Some courts have called this determination the "lay observer" test or "ordinary observer test." See, e.g., Sid & Marty Krofft Television Prods. v. McDonald's Corp, 562 F.2d 1157 (9th Cir. 1977). Regardless of how the test is described, however, the determination is necessarily fact specific. Although a few courts have found on a motion to dismiss that the works in question were not substantially similar as matter of law, a court must be cautious of making that determination at such an early stage in the proceedings.

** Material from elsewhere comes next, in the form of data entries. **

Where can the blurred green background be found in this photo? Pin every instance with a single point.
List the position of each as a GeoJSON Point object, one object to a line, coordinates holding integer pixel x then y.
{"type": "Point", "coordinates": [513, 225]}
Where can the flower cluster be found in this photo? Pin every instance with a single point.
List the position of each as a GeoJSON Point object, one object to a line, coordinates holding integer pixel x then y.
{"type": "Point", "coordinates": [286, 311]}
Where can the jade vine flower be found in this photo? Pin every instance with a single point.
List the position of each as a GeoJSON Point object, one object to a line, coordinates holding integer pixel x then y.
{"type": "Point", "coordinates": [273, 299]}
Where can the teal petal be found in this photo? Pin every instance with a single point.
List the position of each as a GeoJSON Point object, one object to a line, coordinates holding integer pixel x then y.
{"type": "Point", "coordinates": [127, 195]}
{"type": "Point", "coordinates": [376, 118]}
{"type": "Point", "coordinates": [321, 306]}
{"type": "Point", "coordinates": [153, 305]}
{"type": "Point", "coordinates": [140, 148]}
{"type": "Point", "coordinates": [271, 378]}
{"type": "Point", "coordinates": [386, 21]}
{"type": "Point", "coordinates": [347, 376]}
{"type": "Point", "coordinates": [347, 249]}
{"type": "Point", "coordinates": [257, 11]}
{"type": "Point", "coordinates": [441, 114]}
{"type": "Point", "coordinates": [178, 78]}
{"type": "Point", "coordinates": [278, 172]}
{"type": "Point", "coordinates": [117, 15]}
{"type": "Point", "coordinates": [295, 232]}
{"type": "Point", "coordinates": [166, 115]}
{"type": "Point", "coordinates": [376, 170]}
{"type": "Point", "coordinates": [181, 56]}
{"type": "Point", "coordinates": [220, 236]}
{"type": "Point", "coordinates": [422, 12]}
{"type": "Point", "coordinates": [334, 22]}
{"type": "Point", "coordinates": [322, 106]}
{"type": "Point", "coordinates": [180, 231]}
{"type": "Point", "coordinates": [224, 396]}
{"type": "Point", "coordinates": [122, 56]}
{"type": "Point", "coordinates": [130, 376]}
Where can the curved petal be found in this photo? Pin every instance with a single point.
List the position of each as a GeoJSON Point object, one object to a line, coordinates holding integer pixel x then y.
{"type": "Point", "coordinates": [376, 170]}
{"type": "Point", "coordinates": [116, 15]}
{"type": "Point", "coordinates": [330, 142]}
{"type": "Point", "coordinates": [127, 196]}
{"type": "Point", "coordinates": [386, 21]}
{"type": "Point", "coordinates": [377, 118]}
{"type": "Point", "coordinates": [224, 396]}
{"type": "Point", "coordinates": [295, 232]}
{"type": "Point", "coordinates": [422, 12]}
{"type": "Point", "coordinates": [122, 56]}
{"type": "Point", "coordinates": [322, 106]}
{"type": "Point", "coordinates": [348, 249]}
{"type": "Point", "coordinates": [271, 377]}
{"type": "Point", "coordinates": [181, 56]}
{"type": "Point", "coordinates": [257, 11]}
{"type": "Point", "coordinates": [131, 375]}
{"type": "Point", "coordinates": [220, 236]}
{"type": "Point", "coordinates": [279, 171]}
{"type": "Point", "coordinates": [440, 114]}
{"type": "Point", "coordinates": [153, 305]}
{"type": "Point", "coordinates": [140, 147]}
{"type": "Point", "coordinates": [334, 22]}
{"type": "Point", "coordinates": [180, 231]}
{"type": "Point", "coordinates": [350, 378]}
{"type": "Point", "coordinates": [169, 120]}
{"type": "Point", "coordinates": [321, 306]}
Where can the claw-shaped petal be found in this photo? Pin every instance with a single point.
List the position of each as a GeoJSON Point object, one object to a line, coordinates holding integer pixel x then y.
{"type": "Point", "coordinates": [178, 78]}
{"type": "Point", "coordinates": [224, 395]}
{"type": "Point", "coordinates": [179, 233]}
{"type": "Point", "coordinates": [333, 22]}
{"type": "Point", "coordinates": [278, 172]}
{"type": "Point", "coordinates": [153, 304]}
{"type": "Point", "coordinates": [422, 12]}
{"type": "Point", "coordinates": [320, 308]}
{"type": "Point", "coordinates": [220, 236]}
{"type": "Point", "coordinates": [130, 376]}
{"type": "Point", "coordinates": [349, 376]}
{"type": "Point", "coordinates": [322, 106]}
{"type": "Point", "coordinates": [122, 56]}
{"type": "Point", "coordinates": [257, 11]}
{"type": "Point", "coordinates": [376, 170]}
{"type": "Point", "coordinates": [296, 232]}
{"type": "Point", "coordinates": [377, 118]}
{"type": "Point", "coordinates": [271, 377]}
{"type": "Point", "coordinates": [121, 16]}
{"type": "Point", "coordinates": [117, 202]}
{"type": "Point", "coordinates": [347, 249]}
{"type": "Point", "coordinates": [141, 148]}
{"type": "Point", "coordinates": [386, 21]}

For that reason copyright cases are rarely dismissed on a 12(b)(6) motion. See, e.g., Great Am. Fun Corp. v. Hosung New York Trading, Inc., 935 F. Supp. 488, 489 (S.D.N.Y. 1996) (the "question of substantial similarity should be reserved for the trier of fact--or at least the summary judgment stage"); Cognotec Servs. Ltd. v. Morgan Guar. Trust Co., 862 F. Supp. 45, 50 (S.D.N.Y. 1994) ("A motion to dismiss is not the proper procedural mechanisms to make this factual inquiry.").
Accordingly, after examining Matchsticks and Dhampire, the Court cannot conclude at this point that as a matter of law the two works are not substantially similar. Therefore, the Court must deny Defendants' motion to dismiss Plaintiffs' copyright infringement claim.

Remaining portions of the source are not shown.